‘PADOAN AVVELENA I POZZI’
“Per noi la volonta’ popolare e’ sacra, noi non contempliamo alcuna ipotesi di governo istituzionale, di governo di tutti, il 4 marzo chi ha votato il M5S ha votato un candidato premier, una squadra di governo e un programma”. Lo ha detto Luigi Di Maio, candidato premier del M5S, nel corso dell’incontro con la stampa estera.
“Tornare a votare? Questo non ci spaventa, ma noi vogliamo amministrare con responsabilita’ questo momento”. Lo ha detto Luigi Di Maio, candidato premier del M5S, nel corso dell’incontro con la stampa estera. “Siamo proiettati al governo del Paese, ma siamo disponibili al dialogo con tutti sui temi, ma nessuno si e’ fatto avanti su questo, mettiamoci a lavoro per l’Italia”, ha aggiunto.
“Non siamo disponibili a tradire la volonta’ popolare: i cittadini quando hanno votato M5S hanno votato un candidato premier, una squadra e un programma. Chi vuole farsi avanti venga con proposte e non con posti nei ministeri, ministri, sottosegretari. Interlocuzione con tutti sui temi ma fino ad adesso non ho visto avanzare neanche una proposta”, dice Luigi Di Maio. “Non siamo disponibili a immaginare una squadra di Governo diversa da quella espressa dalla volontà popolare: c’è stata una grande investitura”. “Siamo disponbili- ha detto Di Maio – a discutere le nomine dei presidenti di Camera e Senato e delle presidenze” delle commissioni, “ma non in un’ottica di Governo”.

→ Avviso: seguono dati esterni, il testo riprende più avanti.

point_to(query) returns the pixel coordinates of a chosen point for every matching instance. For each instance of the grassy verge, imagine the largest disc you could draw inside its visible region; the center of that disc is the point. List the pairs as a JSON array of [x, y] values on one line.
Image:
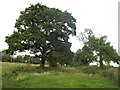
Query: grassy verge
[[28, 76]]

“La linea di politica estera del M5s non e’ una linea che tende ad isolare l’Italia, vogliamo mantenere solide relazioni con gli alleati, l’Italia restera’ nell’Ue e restera’ all’interno della Nato e alleata con l’Occidente”. Cosi’ Luigi Di Maio alla sala stampa estera. Sulla stabilizzazione della Libia c’e’ da fare “una conferenza a Roma”, ribadisce. La linea di politica estera “non e’ da stravolgere”. “Il mio primo viaggio sara’ a Bruxelles, li’ dobbiamo rappresentare il nostro paese che ha bisogno di difendere le proprie imprese”, spiega il capo politico del M5s.
Luigi Di Maio critica il Ministro dell’economia uscente, Piercarlo Padoan, accusandolo di voler ‘avvelenare i pozzi’. “Padoan e’ stato irresponsabile – attacca il leader del Movimento 5 stelle – ha risposto ‘non lo so’ a chi gli chiedeva cosa succedera’ in Italia, e’ quasi una provocazione, come dire, ‘ora che me vado all’opposizione avveleno i pozzi.’ Le nostre misure economiche saranno sempre ispirate alla stabilita’ del Paese: non vogliamo trascinare le dinamiche economiche nelle diatribe politiche” conclude Luigi Di Maio. Il ministro dell’economia uscente Padoan e’ intervenuto questa mattina al termine della riunione dell’Ecofin a Bruxelles.